Although olive oil is the most common product of olives, olives themselves are very powerful as well. And usually people cannot wait to get their hands on the first olives of the season. While still green early in Fall hand picked then plumiest green olives for eating. It is a ritual. My grandmother, my mother, aunt and I with my cousins will go hunting for these olives in the olive gardens before the crew (my grandfather, my uncles and my dad) get to gather up all the olives. The olives will be then undergo a soak in water for month chaining the water every 2-3 days. The purposee of this bath is to soften and remove all the bitter taste of the olive. Olives are very bitter. Once that was done, they will be soaked in an acidic brine for another month before they are ready to be eaten. That ’s were these crashed olive recipe comes handy. Breaking the olives, makes the exchange of the bitter taste much quicker. Here we will see some of the steps and I will share my recipe for the brine.

The ingredients for the recipe are:


  • Oilves
  • Time

Yes short list. Olives and time. To essential ingredients.

Although they are called crushed, my grandma rarely was crushing them. The crushing, can smash them, can break the pit, and if they stay too long in the water they get soft and mushy. So instead we cut them with a knife. I used my big knife. Not very good idea. The objective is not to get all the way to the pit. Just slice the olive meat.

So as my grandmother said, just use the tip of the knife. The finger is used as a guard not ti get too deep. Make two to four incisions based on the size of the olive.

It is very normal to oxidize the olive in the incision area. Here you can see some of them. In the time i took me to finish these, my grandma finished all the rest.

Here are my grandma’s skilled hands working full speed. Millions of olives have passed through these hands.

My grandma at work.

And one more shot of the same hands.

Place the olives in a jar with the water. Change the water each day for seven days. This is called the de-bitteration process.

After a few days you will see some olive oil gathering on the top.
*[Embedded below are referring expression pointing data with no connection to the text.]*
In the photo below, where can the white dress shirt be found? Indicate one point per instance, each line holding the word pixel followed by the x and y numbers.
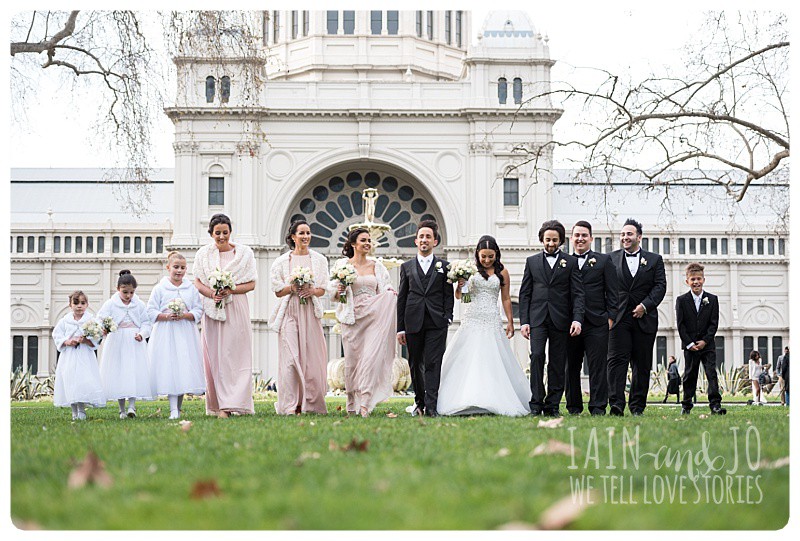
pixel 425 262
pixel 633 262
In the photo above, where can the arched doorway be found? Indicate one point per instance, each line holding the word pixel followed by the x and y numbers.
pixel 332 201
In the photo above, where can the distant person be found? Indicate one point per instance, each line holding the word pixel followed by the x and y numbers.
pixel 698 319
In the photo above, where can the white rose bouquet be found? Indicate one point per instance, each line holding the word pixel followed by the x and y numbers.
pixel 345 274
pixel 219 280
pixel 177 306
pixel 92 329
pixel 463 268
pixel 108 324
pixel 302 276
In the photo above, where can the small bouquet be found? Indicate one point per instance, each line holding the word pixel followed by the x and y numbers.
pixel 302 276
pixel 108 324
pixel 463 268
pixel 219 280
pixel 92 329
pixel 345 274
pixel 177 306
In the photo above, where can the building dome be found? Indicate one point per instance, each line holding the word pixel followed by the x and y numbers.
pixel 508 28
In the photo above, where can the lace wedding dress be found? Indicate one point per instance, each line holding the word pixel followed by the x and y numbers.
pixel 480 373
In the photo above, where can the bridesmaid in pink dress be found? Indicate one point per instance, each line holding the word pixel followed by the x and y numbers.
pixel 302 352
pixel 368 326
pixel 227 342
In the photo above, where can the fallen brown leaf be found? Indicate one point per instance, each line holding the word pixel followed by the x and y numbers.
pixel 353 445
pixel 91 470
pixel 305 455
pixel 563 513
pixel 205 489
pixel 553 447
pixel 552 423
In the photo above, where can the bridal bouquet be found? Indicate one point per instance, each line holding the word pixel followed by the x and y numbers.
pixel 219 280
pixel 108 324
pixel 345 274
pixel 92 329
pixel 463 268
pixel 177 306
pixel 302 276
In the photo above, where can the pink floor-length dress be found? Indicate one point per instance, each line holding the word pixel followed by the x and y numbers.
pixel 369 345
pixel 228 356
pixel 302 356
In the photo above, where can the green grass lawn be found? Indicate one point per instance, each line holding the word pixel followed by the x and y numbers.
pixel 276 472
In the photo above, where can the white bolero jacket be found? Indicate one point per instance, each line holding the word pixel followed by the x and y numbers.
pixel 135 310
pixel 345 313
pixel 280 272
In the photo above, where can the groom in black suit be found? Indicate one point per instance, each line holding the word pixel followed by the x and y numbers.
pixel 600 288
pixel 642 286
pixel 424 310
pixel 550 310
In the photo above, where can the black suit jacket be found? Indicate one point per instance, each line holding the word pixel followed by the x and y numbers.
pixel 648 287
pixel 413 299
pixel 600 288
pixel 558 293
pixel 694 326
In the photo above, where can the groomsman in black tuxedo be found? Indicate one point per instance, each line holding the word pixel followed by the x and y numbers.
pixel 642 285
pixel 550 310
pixel 424 310
pixel 600 289
pixel 698 318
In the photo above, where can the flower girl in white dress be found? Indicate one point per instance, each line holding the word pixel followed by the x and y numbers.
pixel 77 375
pixel 480 373
pixel 124 369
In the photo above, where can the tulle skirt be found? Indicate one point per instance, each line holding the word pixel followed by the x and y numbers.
pixel 124 367
pixel 480 374
pixel 176 364
pixel 78 378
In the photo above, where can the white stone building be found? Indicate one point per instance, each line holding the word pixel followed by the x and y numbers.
pixel 399 101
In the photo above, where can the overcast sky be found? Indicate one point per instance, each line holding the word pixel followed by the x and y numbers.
pixel 620 39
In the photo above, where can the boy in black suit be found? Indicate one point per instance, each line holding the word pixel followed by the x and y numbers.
pixel 551 307
pixel 424 310
pixel 698 318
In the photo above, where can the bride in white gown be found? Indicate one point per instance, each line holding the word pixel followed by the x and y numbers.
pixel 480 373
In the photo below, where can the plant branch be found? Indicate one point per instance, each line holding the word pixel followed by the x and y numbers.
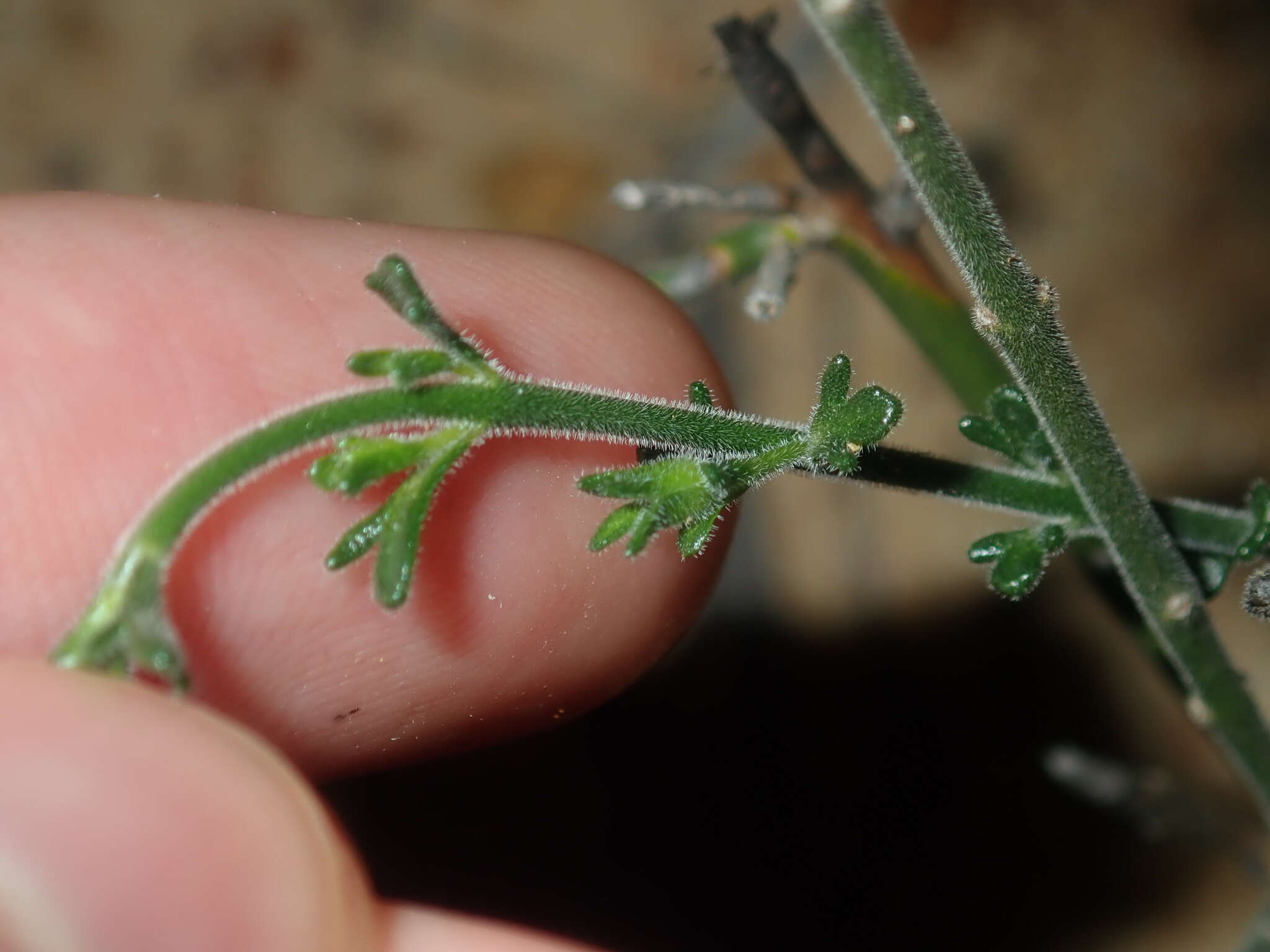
pixel 893 268
pixel 1018 314
pixel 126 627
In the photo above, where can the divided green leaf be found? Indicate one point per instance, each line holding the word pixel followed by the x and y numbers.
pixel 1259 507
pixel 668 493
pixel 403 368
pixel 1010 428
pixel 1018 558
pixel 843 423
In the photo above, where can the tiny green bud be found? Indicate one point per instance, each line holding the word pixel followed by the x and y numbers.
pixel 986 433
pixel 1018 558
pixel 695 536
pixel 357 541
pixel 616 524
pixel 360 461
pixel 836 381
pixel 1259 506
pixel 699 394
pixel 990 547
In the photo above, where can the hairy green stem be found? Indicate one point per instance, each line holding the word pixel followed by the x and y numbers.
pixel 539 408
pixel 1018 314
pixel 936 323
pixel 126 628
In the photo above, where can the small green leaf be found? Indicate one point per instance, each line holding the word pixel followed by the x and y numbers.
pixel 616 524
pixel 837 459
pixel 357 541
pixel 869 415
pixel 699 394
pixel 402 367
pixel 399 540
pixel 1018 558
pixel 1011 430
pixel 842 426
pixel 643 528
pixel 696 535
pixel 836 381
pixel 1259 506
pixel 986 433
pixel 1019 570
pixel 1010 409
pixel 1210 570
pixel 394 281
pixel 1052 537
pixel 406 511
pixel 360 461
pixel 670 493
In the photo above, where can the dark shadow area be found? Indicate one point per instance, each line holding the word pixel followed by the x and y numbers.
pixel 876 791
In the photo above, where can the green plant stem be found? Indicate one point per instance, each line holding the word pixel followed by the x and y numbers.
pixel 1018 314
pixel 935 322
pixel 126 627
pixel 538 408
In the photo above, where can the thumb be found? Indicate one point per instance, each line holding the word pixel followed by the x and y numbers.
pixel 131 822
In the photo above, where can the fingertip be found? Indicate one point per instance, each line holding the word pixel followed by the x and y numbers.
pixel 411 928
pixel 143 823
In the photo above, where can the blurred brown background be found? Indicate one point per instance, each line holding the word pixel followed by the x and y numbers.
pixel 1127 143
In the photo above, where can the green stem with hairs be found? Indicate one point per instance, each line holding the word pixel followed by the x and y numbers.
pixel 1018 314
pixel 127 627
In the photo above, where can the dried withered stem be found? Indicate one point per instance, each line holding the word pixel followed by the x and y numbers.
pixel 773 90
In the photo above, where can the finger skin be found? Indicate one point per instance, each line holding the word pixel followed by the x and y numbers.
pixel 143 823
pixel 136 823
pixel 141 333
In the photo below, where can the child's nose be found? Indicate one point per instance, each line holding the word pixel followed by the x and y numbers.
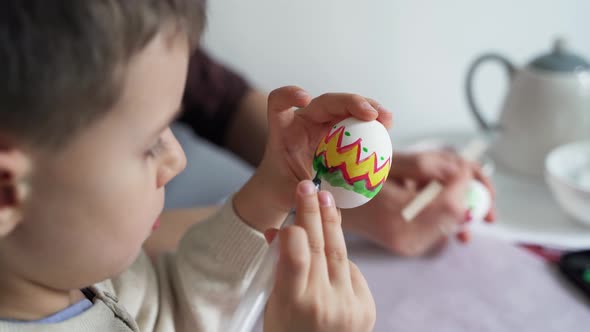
pixel 173 162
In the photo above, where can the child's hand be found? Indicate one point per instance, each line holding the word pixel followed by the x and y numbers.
pixel 317 287
pixel 293 138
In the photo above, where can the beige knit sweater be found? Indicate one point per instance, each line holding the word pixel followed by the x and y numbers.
pixel 192 289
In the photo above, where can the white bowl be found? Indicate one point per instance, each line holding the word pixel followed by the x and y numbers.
pixel 567 172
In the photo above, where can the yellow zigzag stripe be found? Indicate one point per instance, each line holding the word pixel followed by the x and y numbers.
pixel 346 158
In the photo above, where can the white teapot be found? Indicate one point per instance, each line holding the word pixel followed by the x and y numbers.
pixel 548 104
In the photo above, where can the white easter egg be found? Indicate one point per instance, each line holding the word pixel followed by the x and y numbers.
pixel 353 161
pixel 478 201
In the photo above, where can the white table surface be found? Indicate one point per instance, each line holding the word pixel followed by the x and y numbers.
pixel 487 285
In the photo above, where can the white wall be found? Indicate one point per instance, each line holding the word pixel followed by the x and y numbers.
pixel 410 55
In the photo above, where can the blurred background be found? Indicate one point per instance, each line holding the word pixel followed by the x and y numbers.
pixel 412 56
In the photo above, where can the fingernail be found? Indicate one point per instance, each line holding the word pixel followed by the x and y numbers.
pixel 301 94
pixel 382 109
pixel 306 187
pixel 463 237
pixel 270 234
pixel 326 199
pixel 367 106
pixel 468 216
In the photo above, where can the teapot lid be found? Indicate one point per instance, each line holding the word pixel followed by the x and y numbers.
pixel 560 60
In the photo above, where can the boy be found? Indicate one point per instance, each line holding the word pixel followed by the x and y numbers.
pixel 87 91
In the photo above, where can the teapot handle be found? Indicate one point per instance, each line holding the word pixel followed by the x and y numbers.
pixel 510 70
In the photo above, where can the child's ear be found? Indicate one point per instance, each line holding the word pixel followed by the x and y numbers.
pixel 14 169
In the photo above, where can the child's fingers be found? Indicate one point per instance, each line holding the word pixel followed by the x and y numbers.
pixel 359 283
pixel 331 107
pixel 294 262
pixel 307 215
pixel 285 98
pixel 335 247
pixel 385 115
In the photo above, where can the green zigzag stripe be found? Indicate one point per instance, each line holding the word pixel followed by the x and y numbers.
pixel 336 179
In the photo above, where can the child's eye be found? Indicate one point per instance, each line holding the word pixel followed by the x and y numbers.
pixel 155 149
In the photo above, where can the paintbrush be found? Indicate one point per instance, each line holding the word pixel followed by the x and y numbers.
pixel 471 152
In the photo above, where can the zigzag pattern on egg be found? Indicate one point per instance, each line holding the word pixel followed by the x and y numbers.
pixel 347 160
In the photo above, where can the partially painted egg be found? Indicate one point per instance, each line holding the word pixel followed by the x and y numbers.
pixel 353 161
pixel 478 200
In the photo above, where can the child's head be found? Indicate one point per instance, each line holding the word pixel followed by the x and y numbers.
pixel 87 91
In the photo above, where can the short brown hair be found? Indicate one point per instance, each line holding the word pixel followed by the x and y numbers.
pixel 61 60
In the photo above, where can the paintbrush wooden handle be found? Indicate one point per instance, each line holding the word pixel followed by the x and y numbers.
pixel 471 152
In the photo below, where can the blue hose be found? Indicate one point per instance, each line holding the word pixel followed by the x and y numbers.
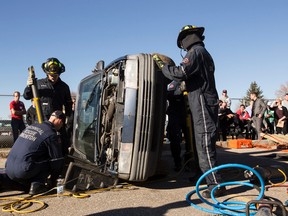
pixel 227 207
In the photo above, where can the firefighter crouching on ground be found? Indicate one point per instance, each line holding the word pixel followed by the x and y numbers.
pixel 54 94
pixel 197 70
pixel 36 155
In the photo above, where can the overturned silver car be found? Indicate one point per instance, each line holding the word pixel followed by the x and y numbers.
pixel 118 123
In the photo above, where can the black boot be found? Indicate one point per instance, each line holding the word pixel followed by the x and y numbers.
pixel 37 188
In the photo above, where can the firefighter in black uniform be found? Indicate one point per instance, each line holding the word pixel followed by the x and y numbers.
pixel 54 94
pixel 176 112
pixel 197 70
pixel 36 154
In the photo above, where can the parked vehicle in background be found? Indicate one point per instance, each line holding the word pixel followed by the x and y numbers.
pixel 118 123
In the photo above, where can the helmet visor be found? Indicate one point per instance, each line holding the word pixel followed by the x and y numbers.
pixel 53 68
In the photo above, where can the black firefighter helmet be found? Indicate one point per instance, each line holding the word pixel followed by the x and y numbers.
pixel 53 66
pixel 186 30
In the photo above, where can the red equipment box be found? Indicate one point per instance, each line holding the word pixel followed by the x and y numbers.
pixel 240 143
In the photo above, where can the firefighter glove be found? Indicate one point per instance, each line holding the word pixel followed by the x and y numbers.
pixel 29 81
pixel 158 61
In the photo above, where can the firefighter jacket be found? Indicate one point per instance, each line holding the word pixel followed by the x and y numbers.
pixel 37 150
pixel 197 70
pixel 52 96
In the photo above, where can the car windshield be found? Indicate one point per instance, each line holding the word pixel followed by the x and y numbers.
pixel 86 116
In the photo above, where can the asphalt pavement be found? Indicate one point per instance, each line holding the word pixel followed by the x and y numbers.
pixel 165 194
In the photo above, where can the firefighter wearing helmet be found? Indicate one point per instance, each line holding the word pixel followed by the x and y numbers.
pixel 197 70
pixel 54 94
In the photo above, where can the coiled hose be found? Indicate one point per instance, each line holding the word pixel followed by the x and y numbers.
pixel 226 207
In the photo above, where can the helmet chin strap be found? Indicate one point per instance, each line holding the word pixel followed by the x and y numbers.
pixel 181 50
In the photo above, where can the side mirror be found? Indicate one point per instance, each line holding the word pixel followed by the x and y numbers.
pixel 99 66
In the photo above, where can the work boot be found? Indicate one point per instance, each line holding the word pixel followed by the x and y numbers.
pixel 37 188
pixel 217 193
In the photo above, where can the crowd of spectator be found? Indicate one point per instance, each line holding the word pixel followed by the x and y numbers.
pixel 249 121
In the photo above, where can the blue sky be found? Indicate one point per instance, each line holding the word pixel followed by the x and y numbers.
pixel 247 39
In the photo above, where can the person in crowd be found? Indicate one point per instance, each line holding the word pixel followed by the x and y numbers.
pixel 17 109
pixel 269 119
pixel 281 115
pixel 226 119
pixel 31 115
pixel 54 94
pixel 35 156
pixel 197 70
pixel 258 110
pixel 225 98
pixel 244 119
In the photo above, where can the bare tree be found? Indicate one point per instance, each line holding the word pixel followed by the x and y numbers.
pixel 282 91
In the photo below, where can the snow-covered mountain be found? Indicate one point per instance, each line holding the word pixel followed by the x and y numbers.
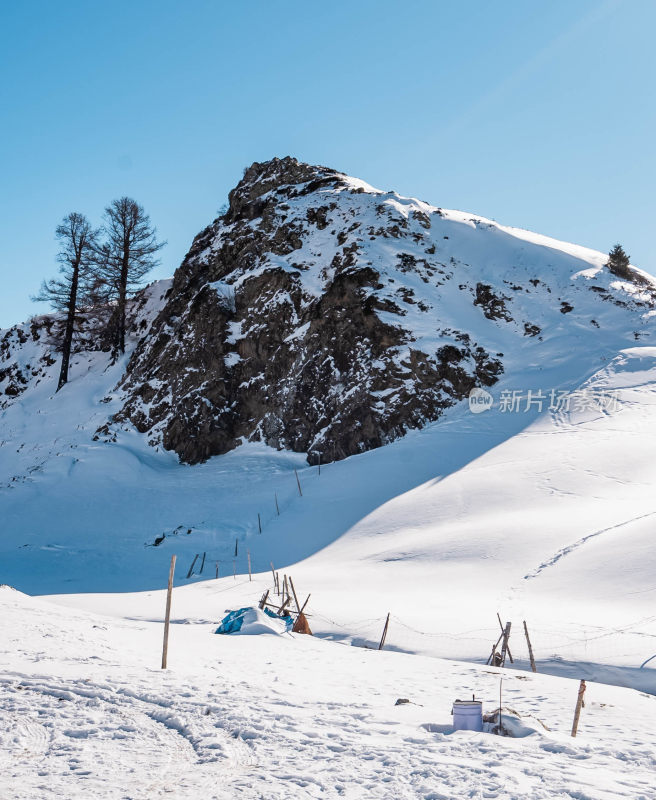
pixel 326 317
pixel 320 316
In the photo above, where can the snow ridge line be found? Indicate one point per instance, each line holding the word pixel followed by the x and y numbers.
pixel 575 545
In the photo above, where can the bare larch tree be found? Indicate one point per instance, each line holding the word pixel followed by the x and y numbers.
pixel 68 293
pixel 125 256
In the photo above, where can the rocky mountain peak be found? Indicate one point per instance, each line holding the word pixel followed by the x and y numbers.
pixel 245 200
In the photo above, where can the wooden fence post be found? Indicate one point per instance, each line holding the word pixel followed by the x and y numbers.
pixel 502 631
pixel 191 568
pixel 167 616
pixel 577 711
pixel 530 649
pixel 504 646
pixel 291 583
pixel 382 641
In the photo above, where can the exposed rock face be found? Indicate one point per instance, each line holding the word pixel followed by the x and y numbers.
pixel 318 315
pixel 273 329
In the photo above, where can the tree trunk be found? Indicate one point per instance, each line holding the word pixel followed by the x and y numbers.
pixel 122 298
pixel 70 323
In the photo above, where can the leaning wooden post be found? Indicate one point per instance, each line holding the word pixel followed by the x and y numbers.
pixel 504 646
pixel 382 641
pixel 530 649
pixel 502 631
pixel 291 583
pixel 191 568
pixel 167 616
pixel 577 712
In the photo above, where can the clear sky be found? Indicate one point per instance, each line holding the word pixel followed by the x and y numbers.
pixel 537 114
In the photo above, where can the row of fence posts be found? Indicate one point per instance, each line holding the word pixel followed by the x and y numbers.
pixel 499 660
pixel 248 554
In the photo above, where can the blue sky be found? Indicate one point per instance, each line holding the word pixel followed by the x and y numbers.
pixel 537 114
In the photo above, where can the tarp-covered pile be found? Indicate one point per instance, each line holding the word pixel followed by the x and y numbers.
pixel 251 620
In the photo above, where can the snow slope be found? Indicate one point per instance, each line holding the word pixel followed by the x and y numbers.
pixel 85 712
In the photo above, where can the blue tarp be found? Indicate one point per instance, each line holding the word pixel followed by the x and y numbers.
pixel 233 620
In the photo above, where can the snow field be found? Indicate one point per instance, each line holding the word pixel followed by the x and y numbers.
pixel 86 713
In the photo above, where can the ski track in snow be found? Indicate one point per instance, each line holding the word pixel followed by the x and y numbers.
pixel 565 551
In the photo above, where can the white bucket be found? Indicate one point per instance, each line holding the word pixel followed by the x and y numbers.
pixel 468 715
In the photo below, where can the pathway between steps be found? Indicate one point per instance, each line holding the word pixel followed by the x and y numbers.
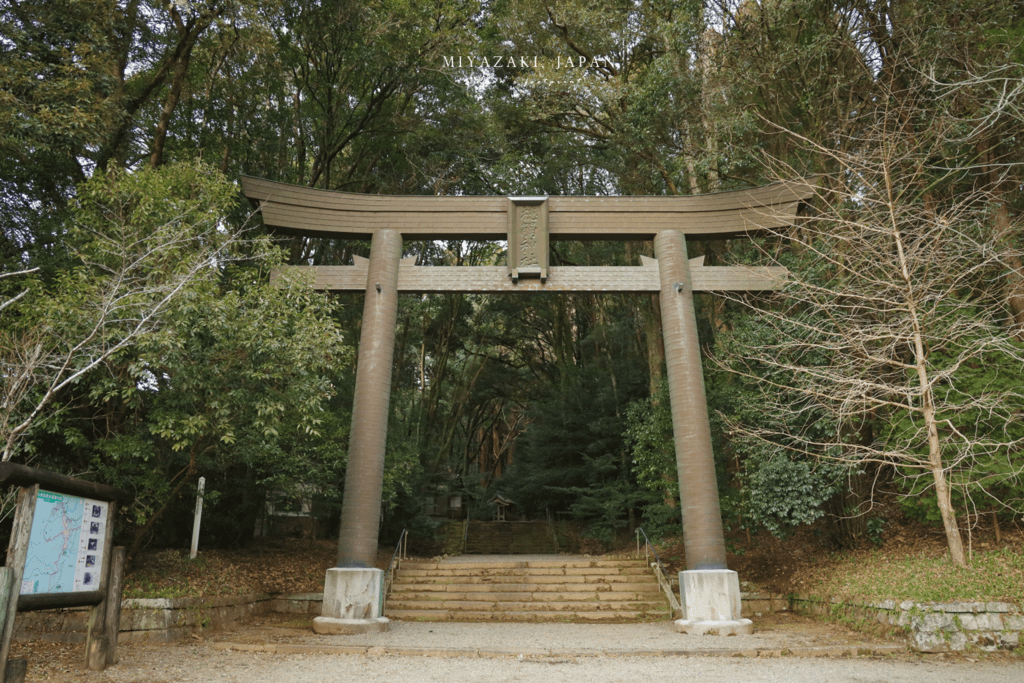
pixel 777 635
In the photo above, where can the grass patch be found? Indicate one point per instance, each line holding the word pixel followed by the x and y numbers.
pixel 994 575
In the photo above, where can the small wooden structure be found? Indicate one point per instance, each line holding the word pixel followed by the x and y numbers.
pixel 502 505
pixel 95 567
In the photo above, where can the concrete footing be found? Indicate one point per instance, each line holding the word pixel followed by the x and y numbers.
pixel 353 600
pixel 711 603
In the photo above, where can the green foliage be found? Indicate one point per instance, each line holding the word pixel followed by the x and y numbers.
pixel 992 575
pixel 138 241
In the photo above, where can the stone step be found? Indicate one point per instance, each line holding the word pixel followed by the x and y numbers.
pixel 483 605
pixel 581 591
pixel 407 570
pixel 524 564
pixel 530 584
pixel 524 596
pixel 611 616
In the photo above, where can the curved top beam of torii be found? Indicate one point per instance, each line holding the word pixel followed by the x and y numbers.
pixel 298 210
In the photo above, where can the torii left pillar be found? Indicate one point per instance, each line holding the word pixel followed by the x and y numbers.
pixel 353 591
pixel 709 591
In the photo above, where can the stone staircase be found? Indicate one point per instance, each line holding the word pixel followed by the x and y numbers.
pixel 505 538
pixel 558 590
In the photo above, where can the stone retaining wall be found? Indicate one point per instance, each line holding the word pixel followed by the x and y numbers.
pixel 929 627
pixel 164 620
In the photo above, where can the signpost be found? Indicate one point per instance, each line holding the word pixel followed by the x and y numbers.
pixel 61 555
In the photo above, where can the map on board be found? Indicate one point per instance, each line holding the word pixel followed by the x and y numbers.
pixel 66 546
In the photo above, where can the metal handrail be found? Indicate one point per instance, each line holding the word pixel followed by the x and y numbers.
pixel 402 547
pixel 663 574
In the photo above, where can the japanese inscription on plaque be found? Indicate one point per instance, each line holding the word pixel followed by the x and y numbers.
pixel 527 245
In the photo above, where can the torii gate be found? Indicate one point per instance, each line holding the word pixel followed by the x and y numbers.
pixel 710 593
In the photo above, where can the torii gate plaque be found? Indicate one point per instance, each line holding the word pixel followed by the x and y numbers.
pixel 709 592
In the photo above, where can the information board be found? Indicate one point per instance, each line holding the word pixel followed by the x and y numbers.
pixel 66 545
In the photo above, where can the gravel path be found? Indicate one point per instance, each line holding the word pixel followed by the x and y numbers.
pixel 200 663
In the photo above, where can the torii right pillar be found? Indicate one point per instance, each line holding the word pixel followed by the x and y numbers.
pixel 709 591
Once this process is done we go to the curing process. For the curing process I have no pictures. Just the recipe. The old school way. Take water and add salt. How much? Well we said old school. As my grandma said, add enough water until an egg is floating. Ok (it is one cup of salt in a liter of water). Wash the olives and add them back in the jar. Follow that with the brine. Let them cure for atleast 7 days. The final result is a little better than regular cured green olives. They are firmer, more oily and have a nice bitter aftertaste. They are served with lots of fresh squeezed lemon and sea salt.

You can make them as many times as you want, but it will never get them as good as my grandma’s! I had that problem myself. So I decided to make my own recipe, to avoid the comparison with grandma’s recipe. It is just like the one that we just discussed with the addition of a few flavorings. So here is the recipe.

  • 1 lt of water
  • 1 cup of fine salt
  • 4 tbsp of coriander
  • 1 bay leave
  • 2 lemons sliced thin
  • Juice from 2 lemons

Bring the water to boil, add the coriander, the salt and the bay leave. Let it simmer for 5 mins. Turn off the heat, add one lemon in slices, place the lid on and let it come to room temperature. Strain and proceed as before by adding the brine tot he rinsed olives. Add the second lemon in slices. This recipe makes for a more fragrant olives, but the lemony aroma is not overwhelming, and to some extend complimenting, the fine aroma of the green olives. And most certainly they are not vinegary, briny. They are olivy… They are great.